Piecing Together Decades-Old Murder Cases, Increasing Because of DNA Evidence, Is a Challenge

Evan Lewis/Texarkana Gazette

Delma Banks Jr. is on trial again for the 1980 murder of Richard Whitehead, 16, whose parents are in the front row.

Mark Norwood will be led into a Georgetown courtroom Wednesday to face capital murder charges for a killing that took place more than 25 years ago.

If Mr. Norwood, 57, goes to trial in the 1986 beating death of Christine Morton, prosecutors and defense lawyers will have to piece together a decades-old crime. That was what lawyers did for the trial of Dennis Davis last year, when he was convicted of the 1985 murder of his former girlfriend.

With the advent of DNA science and other technological advancements, it is no longer unusual for juries to see evidence from crimes that happened as long ago as the 1970s. But old cases present unique challenges for prosecutors and defense lawyers: Key witnesses may have moved or died, documents could have disappeared, and evidence collection standards are now much stricter.

"The farther back in time you're talking about, the more those things fray and disintegrate," said Rob Owen, a University of Texas School of Law professor who specializes in death penalty cases.

Mr. Norwood was arrested in November for the Aug. 13, 1986 murder of Mrs. Morton. Michael Morton, Mrs. Morton's husband, was convicted of her murder in 1987 and spent 25 years in prison. But he was cleared last year after DNA testing was performed on a bandanna found about 100 yards from the Mortons' North Austin home, where she had been beaten to death in bed. Tests showed the biological material on the bandanna was not Mr. Morton's, and a national database search revealed the DNA matched Mr. Norwood's.

His DNA was also linked to a similar Austin murder that happened on Jan. 13, 1988. Like Mrs. Morton, Debra Masters Baker was beaten to death in her bed, and Mr. Norwood is a suspect in that cold case.

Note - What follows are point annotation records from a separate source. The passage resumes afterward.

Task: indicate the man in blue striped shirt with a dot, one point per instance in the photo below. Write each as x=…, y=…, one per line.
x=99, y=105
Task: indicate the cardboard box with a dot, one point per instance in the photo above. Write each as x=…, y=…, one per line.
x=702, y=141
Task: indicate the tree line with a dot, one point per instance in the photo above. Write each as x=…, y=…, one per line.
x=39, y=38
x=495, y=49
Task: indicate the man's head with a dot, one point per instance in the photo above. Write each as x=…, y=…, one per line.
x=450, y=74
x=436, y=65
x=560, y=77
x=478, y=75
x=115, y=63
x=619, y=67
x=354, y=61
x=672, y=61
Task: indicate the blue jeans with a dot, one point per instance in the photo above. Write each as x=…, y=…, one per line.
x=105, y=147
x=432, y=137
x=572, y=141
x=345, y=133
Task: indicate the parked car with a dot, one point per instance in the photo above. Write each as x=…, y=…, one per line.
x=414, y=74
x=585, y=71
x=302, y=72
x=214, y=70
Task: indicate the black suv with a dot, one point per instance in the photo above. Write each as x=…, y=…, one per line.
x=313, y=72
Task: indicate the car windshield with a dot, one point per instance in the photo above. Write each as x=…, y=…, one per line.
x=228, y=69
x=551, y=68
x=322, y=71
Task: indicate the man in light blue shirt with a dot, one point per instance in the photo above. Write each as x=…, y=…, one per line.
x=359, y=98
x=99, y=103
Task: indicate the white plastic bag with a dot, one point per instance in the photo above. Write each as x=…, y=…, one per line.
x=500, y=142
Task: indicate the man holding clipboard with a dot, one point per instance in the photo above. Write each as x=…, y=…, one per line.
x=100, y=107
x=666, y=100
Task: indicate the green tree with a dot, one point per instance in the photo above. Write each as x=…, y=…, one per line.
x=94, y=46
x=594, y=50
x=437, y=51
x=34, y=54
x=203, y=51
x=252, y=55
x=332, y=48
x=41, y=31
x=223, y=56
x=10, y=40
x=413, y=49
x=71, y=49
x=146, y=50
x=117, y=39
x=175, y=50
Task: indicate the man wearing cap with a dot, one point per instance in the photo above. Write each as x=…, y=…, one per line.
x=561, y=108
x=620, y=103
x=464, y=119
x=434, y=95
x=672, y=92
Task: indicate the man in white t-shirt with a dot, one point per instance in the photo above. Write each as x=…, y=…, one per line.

Russell Hunt Jr., Mr. Norwood's lawyer, expects the judge to delay this week's hearing to allow him and state prosecutors more time to investigate.

"People change over time. People's memories change over time," Mr. Hunt said, adding, "Physical evidence gets moved. Physical evidence is stored in different ways."

Mr. Hunt said that verifying other information and determining its relevance to Mr. Norwood could be a challenge. For example, other evidence that recently came to light in the Morton case includes a check cashed after Mrs. Morton's death with her forged signature and a report that her credit card was fraudulently used days after her death.

"We don't know if it's possible to go back and find people involved or records involved," he said. "Things get lost, and people get lost."

When Mr. Davis was convicted last year of murdering his former girlfriend, he was represented by Wade Russell, an Austin lawyer.

"There's just myriad problems" mounting a defense in a two-decades-old case, Mr. Russell said.

Natalie Antonetti was beaten in the head while she slept on her couch on Oct. 13, 1985. The case was cold until 2006, when Mr. Davis's estranged wife told the police her husband had said that he had "sinned against God and man."

She later reconciled with Mr. Davis, and refused to cooperate with police. But investigators reopened the case and focused on Mr. Davis.

The woman Mr. Davis told police he was with the night of the murder told investigators who reopened the case that she did not have an entry in her journal noting that she was with him when the police called, and it was something she would have recorded.

A quarter-century after the murder, Mr. Russell began digging through the old police file to investigate his client's case. The original police investigator had died. The police case file was incomplete and unorganized, he said. "I would find handwritten notes from various people," he said. "You have a lot of sketchy information, and you don't know how it fits into the picture."